その266
いつものスーパー雑談会、です?
「それで、レンはなんて? まあ、予想は付くけどね。どうせいつも通りの答えでしょ?」
「うん、いつも通り申し訳ありませんと畏まりました、だって。どうすればいいのかなー」
「だからどうもしなくてもいいってば、こういうのは時間が解決してくれるっていつも言ってるのにまったく……。ほーら姫、キスしてあげるから元気出して! ふふ、かーわいい!!」
メアさんのキス乱れ撃ちによって私の元気ゲージがみるみる回復していく……!
むむむ、それはつまり私は少し元気が無かったと言うか暗い表情をしちゃってたのか……。これはいけない反省反省。
ただシアさんと森の住人との仲をどうにか、本当に少しでもいいから良くしたいと二人に相談してただけなんだけどね。
どうやら第……、ええと、何回だったかな? とりあえず今回のシアさん対策会議も何の成果もなく終わってしまいそうだ。
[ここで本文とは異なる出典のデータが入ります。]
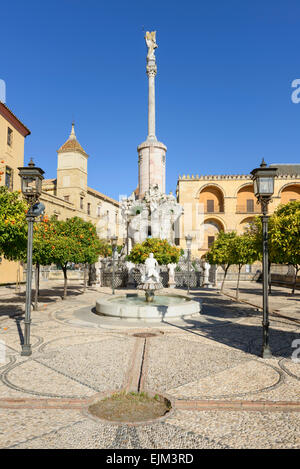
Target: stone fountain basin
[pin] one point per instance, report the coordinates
(135, 307)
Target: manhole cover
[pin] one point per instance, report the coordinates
(144, 335)
(131, 407)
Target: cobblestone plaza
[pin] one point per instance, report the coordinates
(223, 394)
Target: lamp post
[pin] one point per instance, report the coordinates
(188, 240)
(263, 183)
(31, 187)
(113, 240)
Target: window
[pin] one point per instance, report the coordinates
(210, 206)
(210, 240)
(8, 177)
(250, 205)
(9, 136)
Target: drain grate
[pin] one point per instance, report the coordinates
(144, 335)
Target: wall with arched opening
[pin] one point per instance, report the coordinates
(290, 192)
(212, 228)
(246, 200)
(212, 199)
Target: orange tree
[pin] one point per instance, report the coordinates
(13, 225)
(163, 251)
(61, 242)
(221, 252)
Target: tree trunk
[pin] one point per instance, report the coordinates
(64, 268)
(225, 273)
(296, 267)
(238, 283)
(37, 286)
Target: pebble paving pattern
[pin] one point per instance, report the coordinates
(208, 366)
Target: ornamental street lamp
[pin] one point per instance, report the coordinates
(31, 187)
(188, 240)
(263, 182)
(113, 240)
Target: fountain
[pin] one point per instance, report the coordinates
(150, 281)
(151, 307)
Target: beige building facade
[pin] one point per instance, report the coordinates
(12, 138)
(69, 195)
(226, 202)
(65, 196)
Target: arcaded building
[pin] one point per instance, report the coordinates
(227, 202)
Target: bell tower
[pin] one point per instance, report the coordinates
(72, 171)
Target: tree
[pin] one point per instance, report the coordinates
(163, 252)
(13, 226)
(220, 252)
(61, 242)
(285, 235)
(75, 241)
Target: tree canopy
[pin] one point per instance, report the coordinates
(13, 226)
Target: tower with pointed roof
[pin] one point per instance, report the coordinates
(72, 171)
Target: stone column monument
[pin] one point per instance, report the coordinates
(152, 154)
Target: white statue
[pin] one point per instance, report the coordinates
(206, 282)
(151, 267)
(151, 44)
(171, 268)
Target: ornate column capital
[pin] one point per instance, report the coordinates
(151, 70)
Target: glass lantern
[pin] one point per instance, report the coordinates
(263, 181)
(114, 240)
(31, 181)
(188, 239)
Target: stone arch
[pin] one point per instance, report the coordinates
(211, 229)
(246, 201)
(289, 192)
(207, 185)
(212, 197)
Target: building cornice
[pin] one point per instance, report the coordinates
(13, 120)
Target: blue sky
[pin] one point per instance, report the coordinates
(223, 87)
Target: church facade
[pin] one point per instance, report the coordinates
(69, 195)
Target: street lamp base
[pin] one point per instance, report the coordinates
(266, 352)
(26, 350)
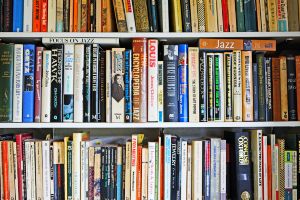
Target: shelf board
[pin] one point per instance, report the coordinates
(150, 125)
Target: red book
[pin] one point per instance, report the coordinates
(276, 89)
(44, 15)
(297, 58)
(139, 174)
(36, 16)
(5, 148)
(38, 82)
(225, 15)
(20, 138)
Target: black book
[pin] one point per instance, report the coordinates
(291, 84)
(57, 62)
(87, 82)
(95, 85)
(102, 86)
(186, 15)
(268, 90)
(173, 167)
(203, 86)
(170, 83)
(128, 86)
(240, 164)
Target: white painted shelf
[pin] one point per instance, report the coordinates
(150, 125)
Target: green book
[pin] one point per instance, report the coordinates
(6, 82)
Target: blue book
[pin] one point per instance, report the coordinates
(183, 83)
(28, 89)
(128, 86)
(18, 15)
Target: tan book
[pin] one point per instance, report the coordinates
(283, 89)
(247, 85)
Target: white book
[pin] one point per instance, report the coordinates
(193, 73)
(46, 87)
(46, 169)
(215, 168)
(27, 16)
(18, 83)
(68, 111)
(51, 15)
(152, 80)
(160, 92)
(237, 86)
(129, 16)
(151, 171)
(145, 173)
(189, 173)
(183, 178)
(78, 82)
(108, 86)
(197, 169)
(117, 85)
(223, 170)
(265, 166)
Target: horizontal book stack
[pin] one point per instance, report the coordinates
(149, 16)
(221, 80)
(171, 167)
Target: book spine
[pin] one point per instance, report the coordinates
(68, 99)
(261, 87)
(128, 86)
(46, 87)
(193, 86)
(283, 89)
(28, 92)
(152, 80)
(56, 83)
(38, 84)
(160, 92)
(170, 83)
(203, 75)
(228, 87)
(130, 21)
(117, 85)
(78, 82)
(183, 82)
(87, 76)
(18, 83)
(247, 86)
(94, 85)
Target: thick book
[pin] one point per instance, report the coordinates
(291, 88)
(68, 95)
(139, 79)
(128, 85)
(18, 83)
(170, 83)
(183, 83)
(28, 89)
(57, 62)
(152, 80)
(117, 85)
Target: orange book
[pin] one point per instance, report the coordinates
(297, 58)
(139, 174)
(5, 151)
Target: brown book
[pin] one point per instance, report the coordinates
(141, 15)
(283, 89)
(247, 86)
(276, 89)
(297, 58)
(139, 79)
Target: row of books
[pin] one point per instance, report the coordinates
(84, 83)
(170, 167)
(149, 15)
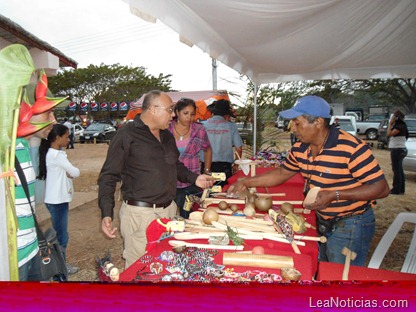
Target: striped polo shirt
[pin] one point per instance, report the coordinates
(27, 242)
(345, 162)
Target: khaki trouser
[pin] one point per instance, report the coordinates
(133, 224)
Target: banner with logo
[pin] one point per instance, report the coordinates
(94, 107)
(72, 106)
(104, 106)
(113, 106)
(83, 107)
(123, 106)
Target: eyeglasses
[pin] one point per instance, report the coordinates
(170, 110)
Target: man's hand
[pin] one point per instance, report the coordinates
(323, 199)
(107, 227)
(237, 188)
(204, 181)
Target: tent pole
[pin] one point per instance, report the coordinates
(255, 120)
(214, 74)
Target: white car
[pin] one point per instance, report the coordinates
(347, 123)
(409, 162)
(78, 131)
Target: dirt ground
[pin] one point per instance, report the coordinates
(87, 242)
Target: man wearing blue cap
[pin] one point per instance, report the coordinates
(344, 168)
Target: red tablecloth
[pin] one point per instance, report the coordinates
(329, 271)
(303, 262)
(306, 262)
(293, 188)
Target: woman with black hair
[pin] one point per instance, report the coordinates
(58, 171)
(191, 139)
(398, 133)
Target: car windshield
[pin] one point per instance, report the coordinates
(95, 127)
(241, 126)
(346, 125)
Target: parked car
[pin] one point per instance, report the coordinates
(282, 123)
(245, 129)
(383, 140)
(347, 123)
(101, 132)
(78, 131)
(409, 162)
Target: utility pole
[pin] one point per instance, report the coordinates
(214, 74)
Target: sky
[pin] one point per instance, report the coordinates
(104, 31)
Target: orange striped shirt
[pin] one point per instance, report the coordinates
(345, 162)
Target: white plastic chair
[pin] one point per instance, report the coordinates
(409, 265)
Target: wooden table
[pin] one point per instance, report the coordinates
(306, 262)
(330, 271)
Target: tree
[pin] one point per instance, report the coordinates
(106, 83)
(399, 93)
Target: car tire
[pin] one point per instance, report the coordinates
(371, 134)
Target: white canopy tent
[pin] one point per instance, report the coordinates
(287, 40)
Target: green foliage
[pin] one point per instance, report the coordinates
(106, 83)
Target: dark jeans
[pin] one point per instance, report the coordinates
(59, 214)
(397, 155)
(180, 198)
(71, 140)
(30, 271)
(220, 166)
(355, 233)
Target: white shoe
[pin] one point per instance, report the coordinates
(71, 269)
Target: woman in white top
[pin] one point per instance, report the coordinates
(398, 134)
(59, 172)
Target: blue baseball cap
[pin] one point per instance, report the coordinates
(308, 105)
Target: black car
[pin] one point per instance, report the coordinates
(98, 132)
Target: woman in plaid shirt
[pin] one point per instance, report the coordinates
(191, 137)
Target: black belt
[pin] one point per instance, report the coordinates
(139, 203)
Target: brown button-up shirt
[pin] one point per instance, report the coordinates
(147, 168)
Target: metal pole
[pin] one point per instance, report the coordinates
(255, 120)
(214, 74)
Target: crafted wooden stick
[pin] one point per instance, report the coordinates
(268, 236)
(258, 261)
(190, 236)
(176, 243)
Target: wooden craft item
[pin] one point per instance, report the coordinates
(258, 261)
(311, 196)
(176, 243)
(190, 236)
(210, 201)
(197, 216)
(349, 255)
(224, 195)
(269, 236)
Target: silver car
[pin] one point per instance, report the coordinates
(409, 162)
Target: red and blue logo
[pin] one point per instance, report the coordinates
(113, 106)
(104, 106)
(124, 106)
(94, 106)
(72, 106)
(84, 107)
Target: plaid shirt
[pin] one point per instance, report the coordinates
(190, 157)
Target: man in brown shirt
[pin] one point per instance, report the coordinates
(143, 155)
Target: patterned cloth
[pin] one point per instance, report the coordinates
(198, 143)
(223, 135)
(27, 242)
(345, 162)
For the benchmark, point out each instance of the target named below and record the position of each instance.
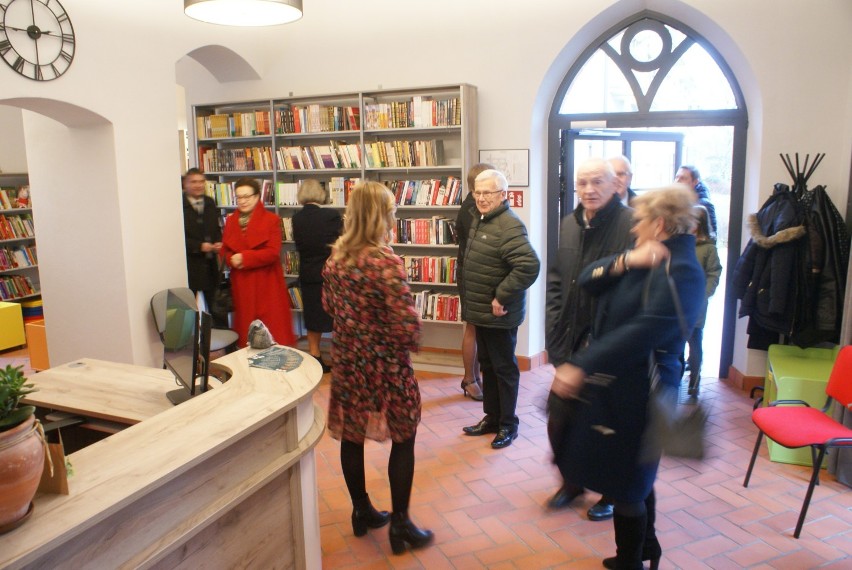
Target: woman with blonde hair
(314, 230)
(639, 313)
(374, 394)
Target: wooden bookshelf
(18, 256)
(420, 142)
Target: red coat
(258, 287)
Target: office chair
(793, 424)
(219, 339)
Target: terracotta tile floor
(486, 506)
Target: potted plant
(21, 449)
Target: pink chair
(793, 424)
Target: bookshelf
(18, 257)
(420, 142)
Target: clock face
(36, 38)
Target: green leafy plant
(13, 387)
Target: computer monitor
(186, 341)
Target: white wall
(13, 156)
(794, 72)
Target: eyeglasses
(486, 193)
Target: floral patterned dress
(374, 393)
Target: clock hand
(40, 31)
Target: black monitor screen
(181, 344)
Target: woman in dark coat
(636, 315)
(314, 230)
(251, 246)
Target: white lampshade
(244, 12)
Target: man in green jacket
(500, 265)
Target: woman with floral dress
(374, 394)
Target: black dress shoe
(601, 511)
(483, 427)
(564, 496)
(504, 438)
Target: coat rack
(801, 175)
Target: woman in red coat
(251, 246)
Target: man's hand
(497, 309)
(567, 381)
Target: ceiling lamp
(244, 12)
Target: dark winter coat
(768, 275)
(499, 262)
(201, 267)
(604, 446)
(464, 220)
(569, 309)
(704, 200)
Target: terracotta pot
(21, 464)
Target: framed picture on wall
(514, 163)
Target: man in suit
(202, 234)
(690, 176)
(598, 227)
(623, 178)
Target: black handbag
(674, 430)
(222, 303)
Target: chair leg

まあ、これもいつもの事と言えばいつもの事なのだけど。
シアさん対策会議とは、どうしようもなく自由すぎるシアさんをどうにかできないものかとみんなで知恵を出し合う場の事である。でもいつもはシアさんも同席しているのでどちらかというとお説教会に近いかもしれない。
今日の議題は人間関係、エルフ関係? についてという少々デリケートなお題目、こういった場合は本人抜きでの話し合いになる事が多い。今回の参加者はメアさんとフランさんの二人だけなので後で仲間はずれにされたと嘘泣きされる事もないだろう。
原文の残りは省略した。